For Liam D. Leduc Clarke, senior VP of business management at APCO Worldwide, a growing number of clients are asking for the same thing these days: Help us break down silos and cross-function PR, marketing and communications throughout the entire organization. Depending on the client, there may be alternative ways of getting there, but the end goal is similar.
Clients “increasingly want to know how to create more efficiency in marketing and advertising and how those disciplines can interact with some of the other disciplines in-house,” Leduc Clarke said.
He added that he is encouraging clients to include senior managers, such as CEOs, CFOs, legal counsel and IT heads, in discussions that originate with PR. “When you think of the structure of the communications function, it’s much more helpful to bring all the stakeholders to the table,” he said. “That way, you can think of communications more holistically and address each stakeholder’s concerns.”
Last year, for example, a trade association in the nonprofit sector tasked APCO with streamlining its communications and finding ways to organize the PR staff outside of traditional silos.
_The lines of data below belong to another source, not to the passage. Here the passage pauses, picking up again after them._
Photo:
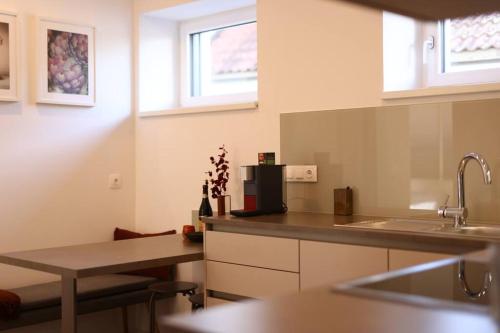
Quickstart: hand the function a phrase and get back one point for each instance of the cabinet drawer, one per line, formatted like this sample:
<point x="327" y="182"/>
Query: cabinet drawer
<point x="328" y="263"/>
<point x="212" y="301"/>
<point x="250" y="250"/>
<point x="250" y="281"/>
<point x="399" y="259"/>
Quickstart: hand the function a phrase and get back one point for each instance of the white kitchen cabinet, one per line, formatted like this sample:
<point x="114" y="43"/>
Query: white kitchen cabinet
<point x="251" y="250"/>
<point x="399" y="259"/>
<point x="212" y="302"/>
<point x="328" y="263"/>
<point x="251" y="266"/>
<point x="249" y="281"/>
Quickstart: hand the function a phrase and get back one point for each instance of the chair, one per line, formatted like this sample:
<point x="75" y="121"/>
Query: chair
<point x="169" y="288"/>
<point x="197" y="301"/>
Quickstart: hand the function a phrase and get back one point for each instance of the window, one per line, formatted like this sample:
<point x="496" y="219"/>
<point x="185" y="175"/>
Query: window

APCO recommended three ways to do this:
1. Create a clear process of alignment between PR and the rest of the association, so PR execs address communications challenges as they relate to the entire enterprise.
2. Have PR managers coordinate more closely with sales and marketing as well as the end user, rather than having PR operate solely as a “single-lane” conduit with the media.
3. Financially optimize the communication functioto see how it can increase its reliance on freelancers.
Asked whether the effort has resulted in layoffs at the association, Leduc Clarke said: “I expect the organization to realize some efficiencies, but this is not a cost-cutting exercise, it’s an optimizing effort.”
In that regard, the effort already has provided some return. “Within this client, the first signal of adoption has been a more integrated approach for managing the entire communication function,” Leduc Clarke said.
Another benefit: The PR team is more focused on measurement and evaluation because it knows it needs to increase efficiencies. “Change has to proceed to make an impact, though at a manageable pace,” Leduc Clarke said. “But communication execs still have a day job as they rethink the future.”